# Polphail - May 2015



## Old No.13 (May 6, 2015)

*Polphail Ghost Town*

Polphail was built in the early 1970's as a purpose built accommodation and leisure facility for up to 500 workers due to work on the construction of oil rigs on the Cowal Peninsula. However the site was never inhabited due to recession and a change in the technologies used in the building of the rigs. Another report says the tides in the area would not have allowed the completed rigs to be towed safely out to sea and that the project was just too expensive. The"town" had its own bar, restaurant, launderette and social club. The good graffiti was done in 2009 as an art project prior to Polphail's "imminent demolition". 
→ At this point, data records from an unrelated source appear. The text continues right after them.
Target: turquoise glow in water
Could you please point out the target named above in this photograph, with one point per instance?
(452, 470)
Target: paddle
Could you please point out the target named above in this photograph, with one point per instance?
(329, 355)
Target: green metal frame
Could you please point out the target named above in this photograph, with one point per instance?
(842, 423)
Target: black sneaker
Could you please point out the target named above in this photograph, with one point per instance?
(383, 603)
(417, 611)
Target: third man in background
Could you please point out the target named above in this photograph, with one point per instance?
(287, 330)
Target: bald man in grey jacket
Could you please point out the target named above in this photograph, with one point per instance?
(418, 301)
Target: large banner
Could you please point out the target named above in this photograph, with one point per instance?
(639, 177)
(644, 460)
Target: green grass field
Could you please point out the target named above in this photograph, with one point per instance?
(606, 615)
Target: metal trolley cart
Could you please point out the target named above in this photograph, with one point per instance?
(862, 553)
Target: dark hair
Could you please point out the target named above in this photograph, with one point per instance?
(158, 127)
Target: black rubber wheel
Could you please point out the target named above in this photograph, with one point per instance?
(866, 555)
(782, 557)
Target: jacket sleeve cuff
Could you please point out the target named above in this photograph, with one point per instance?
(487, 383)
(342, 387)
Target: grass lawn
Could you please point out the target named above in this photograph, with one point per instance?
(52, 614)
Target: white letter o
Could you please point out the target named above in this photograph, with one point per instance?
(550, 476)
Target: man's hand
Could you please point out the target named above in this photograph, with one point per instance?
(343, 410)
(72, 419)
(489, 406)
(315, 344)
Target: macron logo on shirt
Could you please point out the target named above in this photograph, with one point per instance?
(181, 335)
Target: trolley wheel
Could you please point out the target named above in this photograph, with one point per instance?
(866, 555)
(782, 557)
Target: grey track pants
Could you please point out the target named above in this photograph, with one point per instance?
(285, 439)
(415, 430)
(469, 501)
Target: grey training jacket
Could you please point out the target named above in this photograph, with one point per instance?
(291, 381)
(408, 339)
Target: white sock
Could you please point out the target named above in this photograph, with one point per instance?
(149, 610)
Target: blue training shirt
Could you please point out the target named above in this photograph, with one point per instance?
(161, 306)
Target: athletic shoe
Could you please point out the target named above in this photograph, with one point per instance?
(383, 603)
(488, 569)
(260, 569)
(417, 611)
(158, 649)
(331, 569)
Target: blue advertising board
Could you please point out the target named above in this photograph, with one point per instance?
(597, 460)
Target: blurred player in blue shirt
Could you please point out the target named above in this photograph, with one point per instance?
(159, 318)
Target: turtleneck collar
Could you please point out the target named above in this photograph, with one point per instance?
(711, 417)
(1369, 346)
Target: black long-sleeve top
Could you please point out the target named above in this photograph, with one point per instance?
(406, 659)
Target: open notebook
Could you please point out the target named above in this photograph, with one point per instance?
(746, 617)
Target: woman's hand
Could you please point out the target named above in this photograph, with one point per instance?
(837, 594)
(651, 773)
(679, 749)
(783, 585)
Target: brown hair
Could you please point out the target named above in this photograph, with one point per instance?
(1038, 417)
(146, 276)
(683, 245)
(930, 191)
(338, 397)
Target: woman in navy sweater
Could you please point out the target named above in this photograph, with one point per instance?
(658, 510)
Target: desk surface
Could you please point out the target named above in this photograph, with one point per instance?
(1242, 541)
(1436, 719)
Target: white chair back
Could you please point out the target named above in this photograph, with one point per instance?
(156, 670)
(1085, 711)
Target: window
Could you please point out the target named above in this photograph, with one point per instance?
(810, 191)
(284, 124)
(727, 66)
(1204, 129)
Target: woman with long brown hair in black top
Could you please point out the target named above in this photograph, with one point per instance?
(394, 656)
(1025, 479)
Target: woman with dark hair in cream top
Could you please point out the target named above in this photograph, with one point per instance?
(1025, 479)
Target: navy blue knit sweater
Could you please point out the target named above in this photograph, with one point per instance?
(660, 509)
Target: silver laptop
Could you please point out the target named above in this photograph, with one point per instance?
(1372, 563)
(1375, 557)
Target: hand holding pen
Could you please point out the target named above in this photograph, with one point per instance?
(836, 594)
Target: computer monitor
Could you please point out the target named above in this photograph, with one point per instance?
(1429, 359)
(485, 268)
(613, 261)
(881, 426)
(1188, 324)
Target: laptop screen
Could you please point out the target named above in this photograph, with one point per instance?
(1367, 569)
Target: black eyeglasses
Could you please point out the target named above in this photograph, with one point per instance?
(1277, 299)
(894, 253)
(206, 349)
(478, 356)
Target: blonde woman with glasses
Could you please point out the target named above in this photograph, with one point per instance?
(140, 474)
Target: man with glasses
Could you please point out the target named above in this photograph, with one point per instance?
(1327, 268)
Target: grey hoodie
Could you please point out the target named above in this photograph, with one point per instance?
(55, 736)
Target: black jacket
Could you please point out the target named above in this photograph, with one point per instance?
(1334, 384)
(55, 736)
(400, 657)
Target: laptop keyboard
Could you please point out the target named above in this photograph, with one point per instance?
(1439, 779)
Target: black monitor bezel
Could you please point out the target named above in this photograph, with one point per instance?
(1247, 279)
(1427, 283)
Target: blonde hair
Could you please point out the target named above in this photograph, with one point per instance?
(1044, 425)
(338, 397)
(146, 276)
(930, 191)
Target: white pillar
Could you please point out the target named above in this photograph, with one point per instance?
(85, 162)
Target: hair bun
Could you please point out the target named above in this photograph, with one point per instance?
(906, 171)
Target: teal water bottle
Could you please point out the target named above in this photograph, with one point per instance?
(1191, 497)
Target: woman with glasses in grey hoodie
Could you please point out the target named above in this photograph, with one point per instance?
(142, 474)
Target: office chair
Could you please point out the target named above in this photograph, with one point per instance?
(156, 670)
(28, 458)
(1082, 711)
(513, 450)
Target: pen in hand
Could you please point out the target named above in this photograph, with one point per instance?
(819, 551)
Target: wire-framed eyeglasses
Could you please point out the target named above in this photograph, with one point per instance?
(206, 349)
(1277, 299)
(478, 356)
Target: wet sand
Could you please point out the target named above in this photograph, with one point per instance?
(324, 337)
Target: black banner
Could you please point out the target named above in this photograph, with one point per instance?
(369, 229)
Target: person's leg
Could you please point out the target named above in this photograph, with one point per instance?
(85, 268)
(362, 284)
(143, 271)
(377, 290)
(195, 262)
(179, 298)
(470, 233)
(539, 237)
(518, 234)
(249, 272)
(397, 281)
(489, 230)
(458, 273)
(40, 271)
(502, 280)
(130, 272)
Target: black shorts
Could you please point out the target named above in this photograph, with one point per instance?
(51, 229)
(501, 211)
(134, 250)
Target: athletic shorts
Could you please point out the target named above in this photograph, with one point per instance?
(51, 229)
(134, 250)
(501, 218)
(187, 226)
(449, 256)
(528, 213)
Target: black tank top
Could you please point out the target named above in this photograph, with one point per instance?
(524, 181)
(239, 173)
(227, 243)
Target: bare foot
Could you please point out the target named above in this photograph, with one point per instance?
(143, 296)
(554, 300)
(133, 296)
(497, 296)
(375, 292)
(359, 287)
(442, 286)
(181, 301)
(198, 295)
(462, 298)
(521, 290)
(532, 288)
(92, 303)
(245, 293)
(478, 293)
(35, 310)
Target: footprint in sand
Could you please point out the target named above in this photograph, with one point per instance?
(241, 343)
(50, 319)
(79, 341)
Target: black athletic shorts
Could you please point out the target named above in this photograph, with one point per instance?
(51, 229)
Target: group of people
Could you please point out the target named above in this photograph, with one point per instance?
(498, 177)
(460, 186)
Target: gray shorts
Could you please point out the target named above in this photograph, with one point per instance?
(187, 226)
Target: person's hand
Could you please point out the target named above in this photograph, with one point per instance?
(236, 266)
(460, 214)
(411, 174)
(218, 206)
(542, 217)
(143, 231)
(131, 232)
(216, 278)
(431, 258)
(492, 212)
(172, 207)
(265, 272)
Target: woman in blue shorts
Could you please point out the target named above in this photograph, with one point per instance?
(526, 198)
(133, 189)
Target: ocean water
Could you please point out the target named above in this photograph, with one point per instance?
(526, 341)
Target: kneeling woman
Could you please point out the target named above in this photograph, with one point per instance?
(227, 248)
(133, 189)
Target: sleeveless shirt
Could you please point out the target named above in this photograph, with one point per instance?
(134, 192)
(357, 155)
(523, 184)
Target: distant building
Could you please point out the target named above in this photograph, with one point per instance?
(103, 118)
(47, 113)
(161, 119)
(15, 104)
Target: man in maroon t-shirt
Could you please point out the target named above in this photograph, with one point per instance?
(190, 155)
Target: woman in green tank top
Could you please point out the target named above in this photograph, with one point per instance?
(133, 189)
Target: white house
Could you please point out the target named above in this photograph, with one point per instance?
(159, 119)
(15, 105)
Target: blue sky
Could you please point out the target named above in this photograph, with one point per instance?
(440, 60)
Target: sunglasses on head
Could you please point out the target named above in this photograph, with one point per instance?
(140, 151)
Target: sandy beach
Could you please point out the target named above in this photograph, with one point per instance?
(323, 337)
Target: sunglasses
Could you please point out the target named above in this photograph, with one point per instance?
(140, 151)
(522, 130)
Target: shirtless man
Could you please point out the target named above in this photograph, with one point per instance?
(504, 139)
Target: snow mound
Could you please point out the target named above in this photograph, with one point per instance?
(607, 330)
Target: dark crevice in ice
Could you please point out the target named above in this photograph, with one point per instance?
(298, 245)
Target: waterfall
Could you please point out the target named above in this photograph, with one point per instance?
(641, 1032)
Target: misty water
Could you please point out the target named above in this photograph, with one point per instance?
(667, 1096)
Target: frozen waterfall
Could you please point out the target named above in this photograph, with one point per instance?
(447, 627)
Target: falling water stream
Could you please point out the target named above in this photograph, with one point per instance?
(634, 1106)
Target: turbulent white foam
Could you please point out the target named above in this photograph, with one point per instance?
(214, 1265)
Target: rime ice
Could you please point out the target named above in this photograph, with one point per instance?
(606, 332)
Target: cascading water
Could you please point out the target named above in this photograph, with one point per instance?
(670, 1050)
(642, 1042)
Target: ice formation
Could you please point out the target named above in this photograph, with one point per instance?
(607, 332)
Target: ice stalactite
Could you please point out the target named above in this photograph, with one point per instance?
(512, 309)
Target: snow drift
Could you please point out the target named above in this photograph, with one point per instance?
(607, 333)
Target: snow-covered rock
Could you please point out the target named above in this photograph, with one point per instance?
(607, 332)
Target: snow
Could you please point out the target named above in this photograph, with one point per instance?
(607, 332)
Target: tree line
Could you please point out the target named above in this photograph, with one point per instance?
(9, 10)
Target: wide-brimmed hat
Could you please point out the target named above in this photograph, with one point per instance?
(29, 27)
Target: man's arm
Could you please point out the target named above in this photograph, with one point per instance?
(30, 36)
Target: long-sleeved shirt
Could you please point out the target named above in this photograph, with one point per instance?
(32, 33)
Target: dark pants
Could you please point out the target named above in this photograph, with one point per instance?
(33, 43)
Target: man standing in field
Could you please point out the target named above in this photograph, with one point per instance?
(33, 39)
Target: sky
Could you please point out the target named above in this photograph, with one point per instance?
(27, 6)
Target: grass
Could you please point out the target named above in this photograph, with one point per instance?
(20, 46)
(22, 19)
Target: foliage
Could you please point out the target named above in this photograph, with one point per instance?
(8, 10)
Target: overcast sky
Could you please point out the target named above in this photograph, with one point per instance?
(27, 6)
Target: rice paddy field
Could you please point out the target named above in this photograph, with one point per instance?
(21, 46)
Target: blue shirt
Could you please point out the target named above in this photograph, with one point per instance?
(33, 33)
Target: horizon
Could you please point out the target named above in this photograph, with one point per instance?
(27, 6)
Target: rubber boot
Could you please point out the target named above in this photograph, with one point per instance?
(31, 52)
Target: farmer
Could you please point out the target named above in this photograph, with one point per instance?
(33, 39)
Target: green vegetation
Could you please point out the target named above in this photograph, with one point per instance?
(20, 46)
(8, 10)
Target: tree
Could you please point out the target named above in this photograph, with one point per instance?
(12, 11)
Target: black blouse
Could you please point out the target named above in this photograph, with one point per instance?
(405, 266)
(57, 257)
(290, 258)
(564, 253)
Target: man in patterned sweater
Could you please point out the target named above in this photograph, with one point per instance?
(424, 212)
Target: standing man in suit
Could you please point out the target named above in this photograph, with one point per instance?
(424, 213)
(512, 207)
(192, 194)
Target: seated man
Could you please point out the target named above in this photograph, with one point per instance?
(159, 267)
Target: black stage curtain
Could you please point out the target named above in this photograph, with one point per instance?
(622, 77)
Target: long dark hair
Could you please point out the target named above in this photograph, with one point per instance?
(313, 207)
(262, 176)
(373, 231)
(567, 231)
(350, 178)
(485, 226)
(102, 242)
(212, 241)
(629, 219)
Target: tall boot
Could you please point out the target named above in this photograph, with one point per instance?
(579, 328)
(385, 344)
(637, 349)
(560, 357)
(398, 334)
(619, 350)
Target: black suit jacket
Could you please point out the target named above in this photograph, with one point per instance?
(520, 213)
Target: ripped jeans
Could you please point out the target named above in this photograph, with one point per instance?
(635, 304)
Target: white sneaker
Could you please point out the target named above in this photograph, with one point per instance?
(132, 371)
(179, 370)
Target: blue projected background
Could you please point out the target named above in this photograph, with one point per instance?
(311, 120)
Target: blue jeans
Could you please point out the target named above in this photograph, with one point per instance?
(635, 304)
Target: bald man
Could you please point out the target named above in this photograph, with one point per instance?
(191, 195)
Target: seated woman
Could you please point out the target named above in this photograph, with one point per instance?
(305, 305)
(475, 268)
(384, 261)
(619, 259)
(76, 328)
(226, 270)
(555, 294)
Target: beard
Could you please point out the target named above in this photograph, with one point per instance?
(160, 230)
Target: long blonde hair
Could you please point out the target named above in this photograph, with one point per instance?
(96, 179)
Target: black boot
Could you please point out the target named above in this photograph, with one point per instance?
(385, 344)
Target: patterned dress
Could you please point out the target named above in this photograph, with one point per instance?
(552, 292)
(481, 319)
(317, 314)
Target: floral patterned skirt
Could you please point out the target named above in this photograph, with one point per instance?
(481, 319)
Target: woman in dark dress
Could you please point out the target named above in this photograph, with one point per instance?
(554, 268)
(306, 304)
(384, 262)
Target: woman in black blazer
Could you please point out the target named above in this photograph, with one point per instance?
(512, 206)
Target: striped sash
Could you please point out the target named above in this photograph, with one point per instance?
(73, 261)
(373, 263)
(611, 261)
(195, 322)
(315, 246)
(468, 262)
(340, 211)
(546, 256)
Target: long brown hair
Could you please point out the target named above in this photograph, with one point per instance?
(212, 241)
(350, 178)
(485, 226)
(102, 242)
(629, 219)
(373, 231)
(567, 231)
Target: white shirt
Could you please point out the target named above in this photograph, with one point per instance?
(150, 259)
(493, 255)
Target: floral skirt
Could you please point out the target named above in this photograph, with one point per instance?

That's the official story, locals tell of the plans to house a top secret military base there, hmmm......



















































































Sorry if there's a few too many, it's a big place and got a bit carried away.

Hope you enjoyed, thanx for looking, everyone!!!


----------



## HughieD (May 6, 2015)

Not at all....can never have too many pix when they are as good as those....


----------



## The Wombat (May 6, 2015)

Interesting place, nice set there


----------



## KM Punk (May 7, 2015)

Cool place, great shots


----------



## krela (May 7, 2015)

Haven't seen this place for ages. Good work!


----------



## UrbanX (May 7, 2015)

Excellent set of photos! What an odd place. 
That last photo is cracking!


----------



## brickworx (May 7, 2015)

Love the skull shot...cheers.


----------



## smiler (May 7, 2015)

That's a bit special, loved the graffiti, Most Enjoyable, Thanks


----------



## tumble112 (May 7, 2015)

One of the best I've seen from here. Thanks.


----------



## flyboys90 (May 8, 2015)

Superb photos.


----------